Friday, June 27, 2025

Quid Pro Quo

Switzerland scraps India’s MFN status

The decision follows India’s Supreme Court ruling in October 2023 in a case involving Swiss multinational Nestle SA.

Switzerland said, however, that income accruing during the 2018-2024 tax years will not be impacted by this change.

Switzerland announced last week that it will suspend the most favoured nation (MFN) clause in its Double Tax Avoidance Agreement (DTAA) with India effective January 1, 2025, in a move that may raise the tax outgo on dividend income for Indian entities operating in the European country, according to a report in The Economic Times.

The decision follows India’s Supreme Court ruling in October 2023 in a case involving Swiss multinational Nestle SA.

The court had held that the MFN clause under the DTAA does not get automatically triggered until notified under the Income Tax Act, 1961. “On the basis of the Indian Supreme Court ruling, the Swiss competent authority acknowledges that its interpretation of para 5 of the Protocol to the IN-CH DTA is not shared by the Indian side,” said a recent statement issued by the Swiss authorities. “In the absence of reciprocity, it therefore waives its unilateral application with effect from January 1, 2025.”

Switzerland said, however, that income accruing during the 2018-2024 tax years will not be impacted by this change.
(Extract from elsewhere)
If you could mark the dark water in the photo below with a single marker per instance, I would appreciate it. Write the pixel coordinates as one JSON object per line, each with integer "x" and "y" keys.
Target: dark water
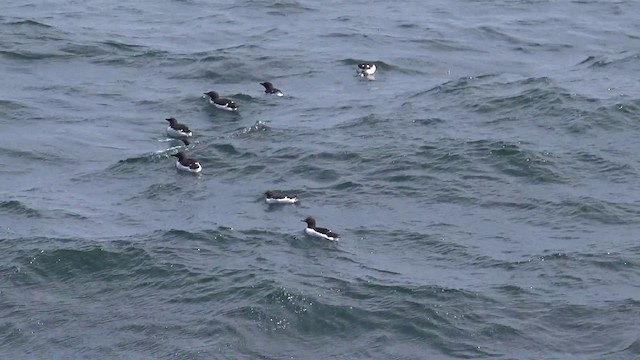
{"x": 485, "y": 184}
Experts said the move has implications for investment commitments of over $100 billion made under the four-nation European Free Trade Agreement (EFTA) inked with India in March. “This would especially impact Indian companies having overseas direct investment structures with subsidiaries in Switzerland and will raise the Swiss withholding tax on dividends from 5% to 10% from January 1, 2025,” said Kumarmanglam Vijay, partner, JSA Advocates & Solicitors.

Experts said the suspension may not only lead to increased tax liabilities for Indian entities operating in Switzerland but may have a broader impact. “Switzerland’s decision to suspend the unilateral application of the MFN clause under its tax treaty with India, marks a significant shift in bilateral treaty dynamics,” said Sandeep Jhunjhunwala, M&A tax partner at Nangia Andersen.

“Grounded in the Indian apex court’s Nestle ruling, which rejected the automatic applicability of MFN clause, this move underscores the growing emphasis on reciprocity and mutual agreement in the interpretation of treaty provisions.”